\documentclass{article}
\usepackage[utf8]{inputenc}
\usepackage{parskip}
\usepackage{Sweave}
\usepackage{amsmath}
\usepackage{hyperref}
%% \VignetteIndexEntry{mmod-demo}

\begin{document}
\title{\textsc{mmod} vignette}
\author{David Winter\\
      david.winter@gmail.com}
\maketitle

\tableofcontents
\newpage

\section{Why use mmod (or what's wrong with $G_\text{ST}$?)}
 
Population geneticists, molecular ecologists and evolutionary biologists often
want to be able to determine the degree to which populations are divided into
smaller sub-populations. One very widely used approach to this question uses
``F analogues'' (measures based on Wrigtht's $F_\text{ST}$) to compare diversity
within and between predefined sub-populations. Until recently, the most widely 
used of these statistics has been Nei's $G_\text{ST}$. Unfortunately, the value 
of $G_\text{ST}$ is a at least partially dependent on the number of alleles at 
each locus and the number of populations sampled. This makes simple 
interpretations of $G_\text{ST}$ difficult, and comparisons between studies (or
even between loci in the same population) potentially misleading. 

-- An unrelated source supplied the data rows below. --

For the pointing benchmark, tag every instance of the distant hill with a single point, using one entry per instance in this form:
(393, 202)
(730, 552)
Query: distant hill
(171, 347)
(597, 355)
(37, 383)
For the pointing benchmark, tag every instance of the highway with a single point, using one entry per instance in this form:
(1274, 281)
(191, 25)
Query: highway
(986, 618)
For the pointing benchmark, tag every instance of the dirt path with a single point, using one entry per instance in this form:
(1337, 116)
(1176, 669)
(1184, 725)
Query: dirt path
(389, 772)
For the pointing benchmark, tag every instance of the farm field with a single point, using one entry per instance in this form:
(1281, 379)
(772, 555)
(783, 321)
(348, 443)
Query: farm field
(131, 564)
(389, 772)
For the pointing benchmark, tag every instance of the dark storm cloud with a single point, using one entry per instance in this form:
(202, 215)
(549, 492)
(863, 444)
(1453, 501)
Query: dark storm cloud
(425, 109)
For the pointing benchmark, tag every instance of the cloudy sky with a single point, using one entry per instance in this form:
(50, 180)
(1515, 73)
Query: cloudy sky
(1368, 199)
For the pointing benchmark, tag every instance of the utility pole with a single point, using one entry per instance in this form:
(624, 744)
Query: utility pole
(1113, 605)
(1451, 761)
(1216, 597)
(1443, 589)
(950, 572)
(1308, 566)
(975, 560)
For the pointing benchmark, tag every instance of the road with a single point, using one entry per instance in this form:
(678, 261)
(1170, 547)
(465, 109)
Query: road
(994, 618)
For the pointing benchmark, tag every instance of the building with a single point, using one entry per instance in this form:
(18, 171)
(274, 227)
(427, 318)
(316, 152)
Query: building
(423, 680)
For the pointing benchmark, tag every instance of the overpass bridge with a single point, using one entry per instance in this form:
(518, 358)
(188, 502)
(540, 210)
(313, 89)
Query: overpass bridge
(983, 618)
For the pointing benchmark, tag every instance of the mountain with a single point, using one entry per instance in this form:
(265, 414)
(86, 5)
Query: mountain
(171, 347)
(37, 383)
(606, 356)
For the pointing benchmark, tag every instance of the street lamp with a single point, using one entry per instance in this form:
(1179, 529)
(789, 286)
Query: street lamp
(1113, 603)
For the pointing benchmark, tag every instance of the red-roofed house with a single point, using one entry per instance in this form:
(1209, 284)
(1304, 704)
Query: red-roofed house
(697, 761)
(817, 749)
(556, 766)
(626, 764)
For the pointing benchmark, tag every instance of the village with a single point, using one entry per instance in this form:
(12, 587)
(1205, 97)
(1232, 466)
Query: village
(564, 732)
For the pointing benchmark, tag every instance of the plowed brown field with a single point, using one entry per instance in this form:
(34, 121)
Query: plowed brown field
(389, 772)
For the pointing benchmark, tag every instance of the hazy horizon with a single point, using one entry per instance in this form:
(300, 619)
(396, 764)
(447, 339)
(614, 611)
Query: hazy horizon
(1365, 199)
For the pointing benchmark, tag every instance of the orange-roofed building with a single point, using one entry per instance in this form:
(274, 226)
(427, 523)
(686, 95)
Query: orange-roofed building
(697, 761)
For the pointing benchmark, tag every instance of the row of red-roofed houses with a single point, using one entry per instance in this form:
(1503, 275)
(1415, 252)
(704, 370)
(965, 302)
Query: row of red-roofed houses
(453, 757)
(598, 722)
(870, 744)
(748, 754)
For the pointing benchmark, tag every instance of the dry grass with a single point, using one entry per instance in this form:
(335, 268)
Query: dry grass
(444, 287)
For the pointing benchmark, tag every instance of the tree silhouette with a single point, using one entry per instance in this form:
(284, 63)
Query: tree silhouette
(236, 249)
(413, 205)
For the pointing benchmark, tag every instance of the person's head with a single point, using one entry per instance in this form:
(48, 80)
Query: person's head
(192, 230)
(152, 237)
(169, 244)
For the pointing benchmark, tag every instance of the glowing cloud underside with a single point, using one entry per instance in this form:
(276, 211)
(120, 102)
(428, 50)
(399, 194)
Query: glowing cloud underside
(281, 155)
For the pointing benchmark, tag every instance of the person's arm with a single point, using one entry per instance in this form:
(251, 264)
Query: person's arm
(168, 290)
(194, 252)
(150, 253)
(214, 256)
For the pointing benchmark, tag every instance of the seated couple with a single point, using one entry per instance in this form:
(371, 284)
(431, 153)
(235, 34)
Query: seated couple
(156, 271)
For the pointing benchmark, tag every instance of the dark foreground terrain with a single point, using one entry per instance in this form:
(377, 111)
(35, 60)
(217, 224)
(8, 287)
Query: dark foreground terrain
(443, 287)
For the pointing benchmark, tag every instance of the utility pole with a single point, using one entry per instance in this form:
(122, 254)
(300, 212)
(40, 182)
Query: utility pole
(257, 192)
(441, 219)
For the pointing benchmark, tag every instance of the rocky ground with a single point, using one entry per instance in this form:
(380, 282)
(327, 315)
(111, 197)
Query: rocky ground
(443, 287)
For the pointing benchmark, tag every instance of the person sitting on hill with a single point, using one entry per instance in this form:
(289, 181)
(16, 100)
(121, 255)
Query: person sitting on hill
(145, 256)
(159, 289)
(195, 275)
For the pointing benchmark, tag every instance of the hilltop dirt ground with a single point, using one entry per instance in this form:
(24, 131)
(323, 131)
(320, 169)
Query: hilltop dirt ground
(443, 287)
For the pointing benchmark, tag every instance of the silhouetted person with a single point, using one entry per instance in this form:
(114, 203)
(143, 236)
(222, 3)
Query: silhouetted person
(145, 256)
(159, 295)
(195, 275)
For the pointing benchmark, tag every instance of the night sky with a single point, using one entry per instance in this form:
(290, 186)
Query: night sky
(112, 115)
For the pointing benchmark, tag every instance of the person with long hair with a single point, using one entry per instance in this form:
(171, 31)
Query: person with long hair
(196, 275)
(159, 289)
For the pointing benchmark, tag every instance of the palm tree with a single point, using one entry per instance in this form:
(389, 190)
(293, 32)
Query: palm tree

A number of new $F_\text{ST}$ analogues have been developed that compensate for 
these short comings, and give values that can be compared between studies. 
\textsc{mmod} is a package that allows three of these statistics, 
$G''_\text{ST}$, $D_\text{est}$ and $\varphi'_\text{ST}$, to be calculated from
\texttt{genind} objects (the standard representation of genetic datasets in the
\texttt{adegenet} library)

\section{Which statistic should I use?}

With the proliferation of $F_\text{ST}$ analogues, it can be hard to decide on the
most appropriate measure to use for your study. I encourage you to read 
Meirmans and Hedrick (2011 doi:\href{http://dx.doi.org/10.1111/j.1755-0998.2010.02927.x}{10.1111/j.1755-0998.2010.02927.x}), 
which includes a discussion on this topic. As you'll see in the demonstration
below, the corrected statistics often tell a similar story. Interestingly, 
$G''_\text{ST}$ can be directly related to the rate of migration between 
populations while $D_\text{est}$ and $\varphi'_\text{ST}$ are about 
partitioning distances or diversity between genes. You may consider which 
approach is most appropriate for the specific questions you wish to ask.

\section{Which statistics can \textsc{mmod} not calculate}

There are at least two population genetic statistics related to the ones discussed above that
\textsc{mmod} can't calculate. $R_\text{ST}$ was developed for micorsattelite
data, and takes the relationship between alleles (and therefore the mutation
rate) into account when measuring between-allele distances. It is not clear how 
the maximum potential value of $R_\text{ST}$ for a given dataset can be 
calculated, so it is not possible to correct this statistic in a way similar 
to $G''_\text{ST}$ and $\varphi'_\text{ST}$. 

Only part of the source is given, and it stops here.